Но было очень много поразительных деталей в то время. Детали состояли в том, что после августа началось замедленное движение и интеллигенция в каком-то смысле отдала все это в руки экономистам. Люди моего круга еще не могли влиять ни на что, хотя я пошла работать в газету Соловейчика "Первое сентября", но все равно у меня не было еще ни рычагов, ни возможностей. Но огромное количество людей тогда разъезжались, Игорь Иванович Виноградов, который тогда "Континент" перехватил, еще мои очень хорошие старые знакомые поехали читать лекции в Швейцарию, все это поколение шестидесятников стало плодами этой победы очень быстро пользоваться. Как бы отпустили все на самотек, когда надо было заниматься просвещением.

В чем была еще жуткая драма, которую я очень быстро осознала? Когда было сорок дней этих мальчиков, которых тогда убили, была целая процессия, и там была одна сцена, которая меня никогда не оставляла.
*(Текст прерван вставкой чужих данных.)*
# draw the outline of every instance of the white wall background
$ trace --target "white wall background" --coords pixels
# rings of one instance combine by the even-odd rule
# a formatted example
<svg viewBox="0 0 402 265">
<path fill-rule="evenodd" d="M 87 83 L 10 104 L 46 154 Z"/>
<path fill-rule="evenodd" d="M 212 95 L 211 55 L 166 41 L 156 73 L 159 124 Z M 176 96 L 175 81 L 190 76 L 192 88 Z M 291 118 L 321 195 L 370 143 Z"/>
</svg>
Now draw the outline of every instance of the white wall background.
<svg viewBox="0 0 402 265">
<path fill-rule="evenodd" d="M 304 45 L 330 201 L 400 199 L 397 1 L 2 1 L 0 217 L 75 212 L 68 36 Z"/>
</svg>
Мы шли, и был такой кордон, стояли милиционеры по сторонам, и стояли люди, которые смотрели на нас без всякого сочувствия, с неприятием. И вдруг я услышала, как какой-то милиционер сказал: "Вот увидел бы этого Ельцина – и пулю ему в лоб!" Это было через сорок дней после победы! И какая-то тетка сказала: "И я бы его своими руками задушила!" И вдруг я поняла, что на самом деле мы – какая-то жалкая кучка интеллигентов в Питере, в Москве, в больших городах, которые что-то сумели на время повернуть, но мы не получили никакой поддержки. Да еще потом, когда посыпалось, начались все эти реформы. То есть в моральном плане победы-то не случилось.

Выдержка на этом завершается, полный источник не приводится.